Nas duas passagens anteriores pelo CS da ONU, em 2004/2005 e 2010/2011, o Brasil tinha uma estratégia de inserção internacional assentada na construção de círculos concêntricos. No mais imediato, a integração regional, com o tripé Mercosul-Unasul-Celac. Na segunda esfera, o Fórum Ibas, parceria com Índia e África do Sul, identificadas como outras duas democracias de massas e emergentes. No círculo mais externo, o Brics, que acabou por englobar o Ibas e conformar um polo alternativo a EUA e Europa, capaz de potenciar o alcance da diplomacia brasileira na ordem multipolar.
Nos governos Lula e Dilma, projetar a liderança regional latino-americana, amplificada pela articulação no eixo sul-sul, foi o roteiro traçado para colocar o país em postos de relevo, como uma espécie de porta-voz dos países em desenvolvimento. Deu resultados na eleição de brasileiros para a direção da Organização Mundial do Comércio (OMC) e da agência da ONU para Agricultura e Alimentação (FAO).
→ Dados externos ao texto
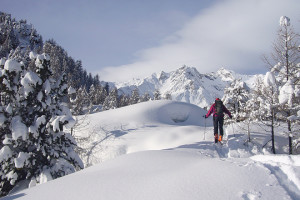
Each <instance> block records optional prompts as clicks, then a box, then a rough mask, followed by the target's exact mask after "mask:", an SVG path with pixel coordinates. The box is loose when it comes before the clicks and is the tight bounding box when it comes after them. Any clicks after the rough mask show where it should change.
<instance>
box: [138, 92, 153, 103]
mask: <svg viewBox="0 0 300 200" xmlns="http://www.w3.org/2000/svg"><path fill="white" fill-rule="evenodd" d="M150 99H151V97H150V94H149V93H148V92H146V93H145V94H144V95H142V97H141V100H140V101H141V102H145V101H149V100H150Z"/></svg>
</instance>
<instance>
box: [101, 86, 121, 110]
mask: <svg viewBox="0 0 300 200" xmlns="http://www.w3.org/2000/svg"><path fill="white" fill-rule="evenodd" d="M115 108H118V89H117V88H113V89H112V90H111V91H110V92H109V94H108V96H107V97H106V98H105V101H104V103H103V110H109V109H115Z"/></svg>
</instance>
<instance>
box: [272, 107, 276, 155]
mask: <svg viewBox="0 0 300 200" xmlns="http://www.w3.org/2000/svg"><path fill="white" fill-rule="evenodd" d="M271 133H272V152H273V153H274V154H276V152H275V138H274V109H273V108H272V126H271Z"/></svg>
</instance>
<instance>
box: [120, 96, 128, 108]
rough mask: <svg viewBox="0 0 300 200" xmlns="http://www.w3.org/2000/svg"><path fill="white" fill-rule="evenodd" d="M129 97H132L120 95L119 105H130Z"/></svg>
mask: <svg viewBox="0 0 300 200" xmlns="http://www.w3.org/2000/svg"><path fill="white" fill-rule="evenodd" d="M129 99H130V97H129V96H127V95H125V94H122V95H121V96H120V97H119V107H124V106H128V105H129Z"/></svg>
Nos dois anos de governo de Michel Temer, os tucanos José Serra e Aloysio Nunes puderam apenas recalibrar pontualmente alguns aspectos da política externa traçada pelo binônio Lula-Amorim — com a participação marcante, embora menos evidente, do assessor internacional do Planalto, Marco Aurélio Garcia.

Livro de cabeceira

Um panorama abrangente e de longo alcance dos cenários para atuação do Brasil na geopolítica global pode ser encontrado em Desafios brasileiros na era dos gigantes. Lançado em 2006, o livro tem como autor o embaixador Samuel Pinheiro Guimarães, um dos principais mentores da política externa durante o período Lula-Amorim. Como secretário-geral, o “número dois” do Itamaraty, Samuel Pinheiro não apenas formulou estratégias, mas influiu na formação de várias turmas de diplomatas que hoje integram os escalões mais altos do ministério.